Bhatia adds that facility management companies and security guards providers currently get their workers to do two shifts of 12 hours after getting necessary approvals. "The new provision means less regulatory hassle and makes it very easy for the company to deploy staff," he says.
However, labour economists feel draft rules currently favour employers and don't take into account worker welfare as much as they should.
"While the Government has been doing considerable work on issue of ease of doing business, it has to be a two-way street when it comes to worker rights, safety, health and working conditions as well," Sinha of India Ratings says.
India is talking of becoming a manufacturing hub for the world, but a country can't provide world class products and services without taking care of its people. "Extension of working hours should have met with a similar increase in provisions for wellbeing and safety of the labour which isn't really the case," he says.
For instance, by making 12 hours as a spread-over time, and if travel time is included (which in metros is easily another 60 minutes) then the work-life balance of the workers will be adversely affected, says K.R. Shyam Sundar, Professor, HRM Area, XLRI, Xavier School of Management. "It might also reduce the number of people employed as the organisation would want to get more work done from less number of people," he says.
Another contentious rule is the one that asks employers to provide free annual health examination for every worker who has completed 45 years of age.

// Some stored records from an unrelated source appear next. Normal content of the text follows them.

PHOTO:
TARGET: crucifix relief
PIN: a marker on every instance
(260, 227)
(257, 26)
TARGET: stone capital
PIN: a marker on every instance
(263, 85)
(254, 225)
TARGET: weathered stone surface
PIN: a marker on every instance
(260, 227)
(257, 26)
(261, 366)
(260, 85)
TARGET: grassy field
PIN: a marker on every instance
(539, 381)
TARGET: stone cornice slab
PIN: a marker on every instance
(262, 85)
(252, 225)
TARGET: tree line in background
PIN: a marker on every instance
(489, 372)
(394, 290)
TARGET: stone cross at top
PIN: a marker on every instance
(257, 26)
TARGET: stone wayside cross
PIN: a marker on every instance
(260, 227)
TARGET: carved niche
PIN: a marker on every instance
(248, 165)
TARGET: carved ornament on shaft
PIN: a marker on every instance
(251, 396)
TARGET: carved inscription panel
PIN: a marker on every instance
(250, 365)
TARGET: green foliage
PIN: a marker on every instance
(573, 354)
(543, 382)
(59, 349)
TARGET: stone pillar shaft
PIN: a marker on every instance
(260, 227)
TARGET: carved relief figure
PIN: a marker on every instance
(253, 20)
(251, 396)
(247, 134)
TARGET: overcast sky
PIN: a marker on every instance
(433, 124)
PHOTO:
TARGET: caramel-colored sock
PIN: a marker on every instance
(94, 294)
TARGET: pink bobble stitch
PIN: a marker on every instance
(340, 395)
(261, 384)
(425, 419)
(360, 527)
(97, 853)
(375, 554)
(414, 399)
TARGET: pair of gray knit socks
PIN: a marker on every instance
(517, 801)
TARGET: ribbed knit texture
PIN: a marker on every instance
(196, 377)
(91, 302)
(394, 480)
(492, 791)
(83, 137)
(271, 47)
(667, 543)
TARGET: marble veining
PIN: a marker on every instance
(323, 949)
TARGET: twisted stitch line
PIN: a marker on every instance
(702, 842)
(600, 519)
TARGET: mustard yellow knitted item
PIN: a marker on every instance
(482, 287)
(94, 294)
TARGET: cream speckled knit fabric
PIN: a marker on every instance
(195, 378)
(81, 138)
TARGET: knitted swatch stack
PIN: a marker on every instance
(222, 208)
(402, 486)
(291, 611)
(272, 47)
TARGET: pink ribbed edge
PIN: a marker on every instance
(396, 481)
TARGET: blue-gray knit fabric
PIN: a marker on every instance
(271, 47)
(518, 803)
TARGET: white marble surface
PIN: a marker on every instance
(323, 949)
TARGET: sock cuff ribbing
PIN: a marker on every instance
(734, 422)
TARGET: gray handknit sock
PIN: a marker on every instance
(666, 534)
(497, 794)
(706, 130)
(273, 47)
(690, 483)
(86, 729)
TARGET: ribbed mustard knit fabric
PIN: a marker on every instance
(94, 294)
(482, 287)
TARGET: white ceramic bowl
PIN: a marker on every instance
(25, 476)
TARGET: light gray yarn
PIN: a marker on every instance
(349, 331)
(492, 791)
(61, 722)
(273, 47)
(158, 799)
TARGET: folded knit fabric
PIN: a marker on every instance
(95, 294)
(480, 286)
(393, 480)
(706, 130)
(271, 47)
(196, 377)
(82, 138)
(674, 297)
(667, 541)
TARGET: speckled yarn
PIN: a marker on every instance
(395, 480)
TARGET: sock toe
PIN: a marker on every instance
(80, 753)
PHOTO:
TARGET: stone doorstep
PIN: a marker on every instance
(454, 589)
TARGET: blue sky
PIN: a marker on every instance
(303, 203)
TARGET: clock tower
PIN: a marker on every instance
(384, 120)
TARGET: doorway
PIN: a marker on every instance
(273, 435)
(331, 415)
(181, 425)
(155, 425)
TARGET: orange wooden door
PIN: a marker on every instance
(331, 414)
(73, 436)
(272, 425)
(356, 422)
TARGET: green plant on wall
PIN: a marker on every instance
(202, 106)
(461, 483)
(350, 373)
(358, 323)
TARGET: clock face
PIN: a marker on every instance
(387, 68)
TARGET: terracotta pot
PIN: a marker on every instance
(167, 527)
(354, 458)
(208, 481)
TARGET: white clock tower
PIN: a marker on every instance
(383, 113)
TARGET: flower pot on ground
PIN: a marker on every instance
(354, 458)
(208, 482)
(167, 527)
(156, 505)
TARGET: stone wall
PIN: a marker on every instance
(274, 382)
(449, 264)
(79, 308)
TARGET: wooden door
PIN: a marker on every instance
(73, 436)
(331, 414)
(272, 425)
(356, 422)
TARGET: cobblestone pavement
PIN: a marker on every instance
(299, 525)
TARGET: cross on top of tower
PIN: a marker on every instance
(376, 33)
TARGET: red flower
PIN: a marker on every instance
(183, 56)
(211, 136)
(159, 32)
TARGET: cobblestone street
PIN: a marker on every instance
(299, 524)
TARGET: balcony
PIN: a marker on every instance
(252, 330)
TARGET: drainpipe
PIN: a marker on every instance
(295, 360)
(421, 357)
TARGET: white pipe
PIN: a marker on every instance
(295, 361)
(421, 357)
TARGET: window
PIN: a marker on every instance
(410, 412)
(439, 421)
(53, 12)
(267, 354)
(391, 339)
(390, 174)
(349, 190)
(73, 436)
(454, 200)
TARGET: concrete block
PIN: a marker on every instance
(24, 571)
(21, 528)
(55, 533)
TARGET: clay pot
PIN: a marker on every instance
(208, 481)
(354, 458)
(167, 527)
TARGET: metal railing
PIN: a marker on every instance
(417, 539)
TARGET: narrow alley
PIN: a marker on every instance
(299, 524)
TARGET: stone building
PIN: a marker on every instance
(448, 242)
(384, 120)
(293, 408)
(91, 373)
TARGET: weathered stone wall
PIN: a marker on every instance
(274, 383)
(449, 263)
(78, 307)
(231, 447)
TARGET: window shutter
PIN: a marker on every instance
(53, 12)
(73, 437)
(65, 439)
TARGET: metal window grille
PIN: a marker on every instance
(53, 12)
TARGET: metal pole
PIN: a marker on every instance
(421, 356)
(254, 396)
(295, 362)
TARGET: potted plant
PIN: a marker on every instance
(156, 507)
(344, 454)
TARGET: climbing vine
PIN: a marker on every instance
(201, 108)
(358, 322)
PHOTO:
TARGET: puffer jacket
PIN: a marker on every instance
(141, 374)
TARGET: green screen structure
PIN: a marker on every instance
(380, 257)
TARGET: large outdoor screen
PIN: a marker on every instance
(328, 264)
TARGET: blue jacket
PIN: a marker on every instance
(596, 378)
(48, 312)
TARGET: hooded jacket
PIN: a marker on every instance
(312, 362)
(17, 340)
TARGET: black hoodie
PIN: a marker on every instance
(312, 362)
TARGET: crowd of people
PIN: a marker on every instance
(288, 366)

Sundar says this will exclude a good proportion of workers in a factory and in other covered establishments and encourage employers to hire younger workers to reduce labour cost. "This not only constitutes a 'age discrimination' practice and also segment the workforce in an establishment by age," he says.
Safety is also not adequately provided for, some feel. Under the rules, safety committee is mandatory for factories with more than 500 workers, and for factories engaging in hazardous process the threshold is 250 workers.
"With tremendous improvements taking place in the field of technology (robotics, automation, AI, etc.) and the rise of capital intensive industries, the average size of a factory will be less than 500+ but safety considerations could be significant in them as well if not more. In case of smaller establishments, i.e. <500, workers will have to wait for the special or the general order for establishment of the committee," says Sundar.